Dean M. Weiner LL.M. ’77 of Los Angeles died Feb. 14, 2008. He was a partner at O’Melveny & Myers.

Linda Gray Fee ’78 of Phoenix died June 12, 2008.

Donna E. Arzt ’79 of Syracuse, N.Y., died Nov. 15, 2008. A professor at Syracuse University College of Law since 1988, she founded and directed the school’s Center for Global Law and Practice. After the explosion of Pan Am Flight 103 over Lockerbie, Scotland, she started the Lockerbie Trial Families Project, which kept family members of victims of the bombing apprised about developments during the trial. More recently, she helped run the Sierra Leone Project, which allowed students and faculty to assist the Office of the Prosecutor of the Special Court for Sierra Leone. She served as a member of the International Relations Department at the Maxwell School of Citizenship and Public Affairs, and taught courses in international human rights, refugee law and comparative law, among others. From 1979 to 1989, she served as director and general counsel of the Soviet Jewry Legal Advocacy Center. She published many articles about human rights abuses in the Soviet Union and on human rights issues in the Middle East and wrote a book, “Refugees Into Citizens: Palestinians and the End of the Arab-Israeli Conflict.” She served as a consultant to Human Rights Watch, the Association for Civil Rights in Israel and the United Nations special rapporteur on population transfer. After law school, she was the assistant attorney general for the commonwealth of Massachusetts in civil rights and regulation of charitable solicitation. In recognition for her work as a scholar and human rights advocate, she received the Tyson Award for Excellence in Human Rights Advocacy from the Union of Councils for Soviet Jews in 1990.

1980-1989

Susan L. Hurley ’88 of Bristol, United Kingdom, and formerly of Santa Barbara, Calif., died Aug. 16, 2007. She was a philosopher of international distinction devoted to exploring the mind with the aid of natural and social sciences. She held a chair in the department of politics and international studies at the University of Warwick from 1994 to 2006 and was professor of philosophy at the University of Bristol. Earlier in her career she had taught at Oxford. She later held visiting posts at Berkeley, Princeton, Harvard and Canberra.

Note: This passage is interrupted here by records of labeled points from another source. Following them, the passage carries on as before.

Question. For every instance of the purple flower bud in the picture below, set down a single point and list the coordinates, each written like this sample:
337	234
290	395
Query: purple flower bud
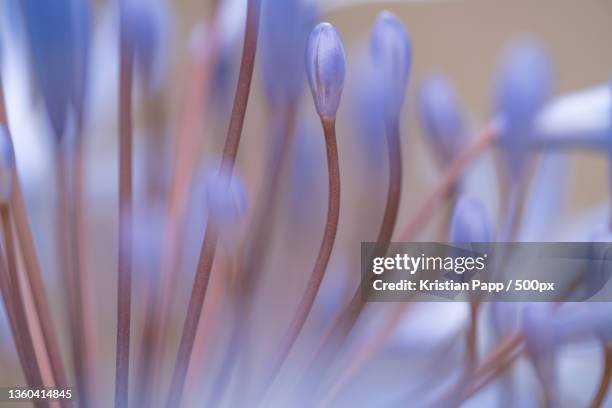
441	117
7	166
58	34
524	84
470	222
284	32
147	28
325	68
226	200
392	57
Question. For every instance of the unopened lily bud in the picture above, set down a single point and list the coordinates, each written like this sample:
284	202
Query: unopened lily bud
524	84
226	200
442	117
7	165
325	68
147	27
470	222
392	57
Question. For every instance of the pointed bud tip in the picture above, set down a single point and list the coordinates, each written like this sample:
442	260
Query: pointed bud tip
325	68
392	55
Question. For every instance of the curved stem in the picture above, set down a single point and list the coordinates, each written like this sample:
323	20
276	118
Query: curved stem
209	245
606	376
33	271
325	250
194	311
124	285
345	321
18	306
250	271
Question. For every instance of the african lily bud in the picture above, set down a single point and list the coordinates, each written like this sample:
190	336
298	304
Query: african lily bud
325	68
470	222
7	166
524	84
147	27
441	117
57	33
392	57
284	32
226	200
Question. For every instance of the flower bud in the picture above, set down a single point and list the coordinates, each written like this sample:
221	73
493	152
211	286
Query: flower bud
392	57
226	200
7	166
325	68
470	222
441	117
147	26
524	84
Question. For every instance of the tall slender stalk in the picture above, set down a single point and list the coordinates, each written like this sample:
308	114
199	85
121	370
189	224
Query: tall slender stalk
209	245
33	270
325	250
257	250
18	305
124	287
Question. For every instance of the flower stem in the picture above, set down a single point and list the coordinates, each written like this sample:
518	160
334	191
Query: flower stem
33	270
124	284
347	319
257	250
325	250
33	371
209	245
606	376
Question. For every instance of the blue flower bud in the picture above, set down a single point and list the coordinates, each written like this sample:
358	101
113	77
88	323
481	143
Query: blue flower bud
524	84
392	57
7	165
470	222
226	200
58	34
147	28
284	31
441	116
325	68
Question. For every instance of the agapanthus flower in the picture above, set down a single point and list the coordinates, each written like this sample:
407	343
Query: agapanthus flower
392	57
325	68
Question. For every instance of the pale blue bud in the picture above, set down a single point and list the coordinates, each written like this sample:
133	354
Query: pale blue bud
325	68
470	222
442	117
392	57
524	84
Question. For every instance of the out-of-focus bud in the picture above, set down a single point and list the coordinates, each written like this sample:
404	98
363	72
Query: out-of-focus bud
470	222
284	33
442	117
325	68
540	342
524	84
7	166
58	35
146	25
226	200
392	57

She was the author of three books: “Natural Reasons: Personality and Polity,” in which she tackled the problem of choice; “Consciousness in Action,” in which she portrayed the mind and self as inextricable from complex webs of perception and action; and “Justice, Luck, and Knowledge,” about the distribution of reward and opportunity. She co-edited a two-volume collection of papers on imitation and a collection of papers on rationality in nonhuman animals. Most recently, she was awarded a large grant that brought together researchers from the humanities, the natural sciences and the social sciences to study consciousness as both a natural and a cultural phenomenon. It led to an international conference, which she helped to organize and which she participated in, a month before her death.

2000-2009

Jason J. Kim ’04 of Vienna, Va., died Jan. 7, 2009.

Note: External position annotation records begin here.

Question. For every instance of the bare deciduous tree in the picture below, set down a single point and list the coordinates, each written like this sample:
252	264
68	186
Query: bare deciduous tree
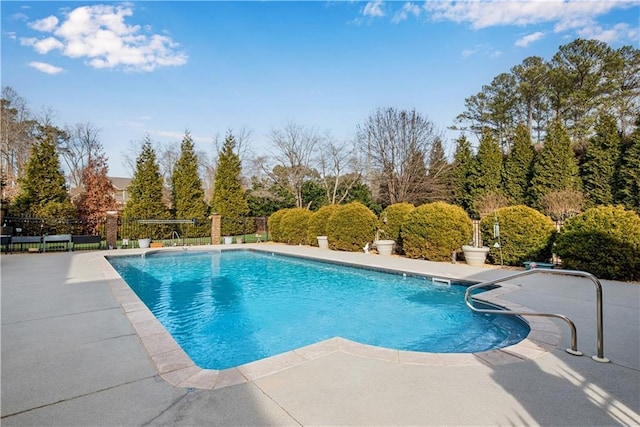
82	145
294	147
16	138
396	143
562	204
339	164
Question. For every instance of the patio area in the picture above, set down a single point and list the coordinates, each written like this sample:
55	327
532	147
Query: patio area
71	355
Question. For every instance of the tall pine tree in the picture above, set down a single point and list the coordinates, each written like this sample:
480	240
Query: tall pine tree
628	175
555	168
487	171
187	191
599	164
439	186
463	167
146	196
518	165
229	198
43	192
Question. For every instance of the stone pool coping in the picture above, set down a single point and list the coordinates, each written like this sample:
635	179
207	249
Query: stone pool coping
177	368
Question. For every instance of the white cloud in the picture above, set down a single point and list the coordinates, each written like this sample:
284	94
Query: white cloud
45	68
482	50
483	13
408	9
19	17
42	46
527	40
373	8
45	25
100	34
619	31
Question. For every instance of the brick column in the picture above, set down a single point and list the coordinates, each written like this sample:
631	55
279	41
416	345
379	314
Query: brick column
112	229
215	228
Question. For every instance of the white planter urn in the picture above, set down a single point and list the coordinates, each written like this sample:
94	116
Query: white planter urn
475	256
385	247
323	242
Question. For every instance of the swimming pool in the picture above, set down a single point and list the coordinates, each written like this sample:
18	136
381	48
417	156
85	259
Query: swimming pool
233	307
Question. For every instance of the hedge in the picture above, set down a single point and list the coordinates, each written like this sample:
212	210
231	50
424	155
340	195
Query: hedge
434	230
391	220
318	223
351	227
604	241
274	225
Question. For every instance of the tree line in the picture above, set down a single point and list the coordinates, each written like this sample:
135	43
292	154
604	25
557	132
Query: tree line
556	135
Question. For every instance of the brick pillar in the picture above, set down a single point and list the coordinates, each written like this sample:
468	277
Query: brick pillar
215	228
112	229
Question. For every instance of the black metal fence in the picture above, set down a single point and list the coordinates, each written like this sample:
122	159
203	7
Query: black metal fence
32	234
21	233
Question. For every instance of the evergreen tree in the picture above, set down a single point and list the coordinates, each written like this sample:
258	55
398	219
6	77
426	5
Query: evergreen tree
628	174
555	168
439	186
229	198
598	167
146	196
516	175
43	192
97	197
463	167
487	171
187	191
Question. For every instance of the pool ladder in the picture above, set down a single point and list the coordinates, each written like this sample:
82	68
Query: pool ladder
574	339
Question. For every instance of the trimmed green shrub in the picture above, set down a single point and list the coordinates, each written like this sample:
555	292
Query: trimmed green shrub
294	226
273	223
434	230
525	235
351	227
391	220
318	223
604	241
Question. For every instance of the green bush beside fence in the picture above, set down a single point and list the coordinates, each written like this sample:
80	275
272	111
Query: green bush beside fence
605	241
434	230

José M. Tesoro ’06 of Washington, D.C., died Dec. 19, 2008. He was an associate at Paul, Weiss, Rifkind, Wharton & Garrison. Born in the Philippines, he came to the United States to attend high school and earned his undergraduate degree from Yale University. After college, he moved to Hong Kong to become a writer for Asiaweek magazine, serving as a Jakarta correspondent from 1997 to 2000. He wrote “The Invisible Palace,” a nonfiction account of the unsolved murder of a prominent Indonesian journalist, which was published in 2004 while he attended HLS. He died after falling from an automobile ramp at Hong Kong International Airport.